Rocket Science (2007)
Reece Thompson, Anna Kendrick. Written and directed by Jeffrey Blitz.
“It’s one of those two, love or revenge,” says ninth-grader Hal Hefner in explaining his motivation. It’s the kind of rationale that can turn a nice, lightly absurd teen comedy into something dark or cynical, but Rocket Science tiptoes on the tipping point, does a couple of those oh-no-I’m-losing-my-balance arm-waving things, then floats gently back to earth, its parasol of earnestness setting it down right where it should, in the land of hope and optimism.
Hal is a stammerer. It’s not fair: his mother, father, and brother have all kinds of problems, but their problems don’t cause them ridicule or loneliness. Hal can’t speak up in class even when he’s the only one who knows the answer his teacher is trying incompetently to wring out of her students. His counselor doesn’t know what to do with him, saying, “It’s really a shame you’re not hyperactive, because that I know well.” When he’s presented in the lunch line with the choice of pizza or fish, he can’t spit the word “pizza” out, and is stuck with an unidentifiable piece of fish.
But then Ginny Ryerson recruits him for the debate team. She’s won every award in high-school policy debate except the state championship, and she wants him to be her partner in her final chance at that last trophy. She’s a senior, and she’s smart and pretty, and she convinces him that his brains and insight are exactly what she needs in a debate partner.
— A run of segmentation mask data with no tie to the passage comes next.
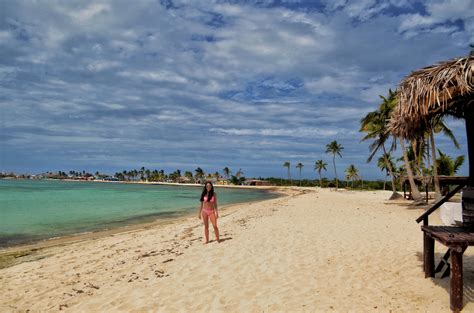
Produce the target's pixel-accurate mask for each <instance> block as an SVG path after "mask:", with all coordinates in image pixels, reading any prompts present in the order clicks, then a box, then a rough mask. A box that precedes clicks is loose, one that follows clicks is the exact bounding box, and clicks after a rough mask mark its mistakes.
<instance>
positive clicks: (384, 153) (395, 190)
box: [382, 144, 400, 199]
mask: <svg viewBox="0 0 474 313" xmlns="http://www.w3.org/2000/svg"><path fill="white" fill-rule="evenodd" d="M382 149H383V157H384V159H385V163H386V164H387V168H388V171H389V172H390V178H391V180H392V196H391V197H390V199H393V198H397V197H398V196H400V195H399V194H398V192H397V187H396V186H395V174H394V173H393V168H392V163H391V162H390V160H389V159H388V158H387V150H385V145H384V144H382ZM383 189H384V190H385V187H384V188H383Z"/></svg>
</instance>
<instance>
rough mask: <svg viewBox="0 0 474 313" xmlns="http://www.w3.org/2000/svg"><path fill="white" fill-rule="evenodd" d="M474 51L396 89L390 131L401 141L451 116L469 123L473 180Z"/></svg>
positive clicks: (469, 160)
mask: <svg viewBox="0 0 474 313" xmlns="http://www.w3.org/2000/svg"><path fill="white" fill-rule="evenodd" d="M473 74H474V50H473V51H471V54H470V55H469V56H468V57H461V58H457V59H453V60H450V61H446V62H441V63H438V64H435V65H432V66H428V67H425V68H422V69H420V70H417V71H414V72H413V73H411V74H410V75H408V76H407V77H406V78H405V79H403V80H402V82H401V83H400V86H399V88H398V90H397V99H398V105H397V107H396V109H395V111H394V114H393V117H392V120H391V125H390V129H391V132H392V133H393V134H394V135H395V136H397V137H402V138H408V139H410V138H415V137H417V136H421V135H422V134H423V132H424V131H425V129H426V127H425V126H426V124H427V123H428V121H429V120H430V119H431V118H433V117H435V116H437V115H451V116H454V117H457V118H463V119H465V121H466V131H467V141H468V154H469V176H470V179H471V183H470V184H471V186H472V181H473V180H474V75H473Z"/></svg>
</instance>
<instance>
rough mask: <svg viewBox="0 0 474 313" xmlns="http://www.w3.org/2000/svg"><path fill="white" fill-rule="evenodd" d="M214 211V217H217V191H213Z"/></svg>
mask: <svg viewBox="0 0 474 313" xmlns="http://www.w3.org/2000/svg"><path fill="white" fill-rule="evenodd" d="M214 211H215V214H216V218H217V217H219V211H218V209H217V193H214Z"/></svg>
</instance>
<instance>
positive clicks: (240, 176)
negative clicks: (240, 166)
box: [235, 168, 244, 178]
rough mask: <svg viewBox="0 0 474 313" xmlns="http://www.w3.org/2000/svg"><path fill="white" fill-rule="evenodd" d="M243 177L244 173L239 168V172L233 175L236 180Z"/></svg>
mask: <svg viewBox="0 0 474 313" xmlns="http://www.w3.org/2000/svg"><path fill="white" fill-rule="evenodd" d="M243 175H244V172H243V171H242V169H241V168H239V170H238V171H237V173H235V177H237V178H240V177H242V176H243Z"/></svg>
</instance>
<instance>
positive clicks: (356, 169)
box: [346, 164, 360, 188]
mask: <svg viewBox="0 0 474 313" xmlns="http://www.w3.org/2000/svg"><path fill="white" fill-rule="evenodd" d="M357 178H360V176H359V170H358V169H357V168H356V167H355V166H354V164H351V165H349V167H348V168H347V169H346V179H348V180H352V188H354V180H355V179H357Z"/></svg>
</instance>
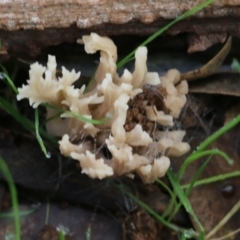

That stammering stuff will work itself out.
That’s a heck of a premise. Add excellent acting, smart direction, a silly but realistic presentation of high-school campus life, and a script that remembers how bizarre any fifteen-year-old’s existence feels to the fifteen-year-old and to everyone around him, and you get a pretty good teen movie. If you can look at this film and feel the slightest compassion for its characters – all of them – you can understand why I loved teaching ninth-graders for sixteen years. Director Jeffrey Blitz also directed one of my top-five documentary films of all time, Spellbound, about the National Spelling Bee, and it’s clear he gets this weird place young people occupy, crammed somewhere between their upbringings, their environments, and their emerging, independently thinking selves. Figuring out where their places are and finding their voices shouldn’t be rocket science, Hal suggests, but Hal doesn’t know yet that rocket science is a piece of cake compared to “all this, you know? Everything.”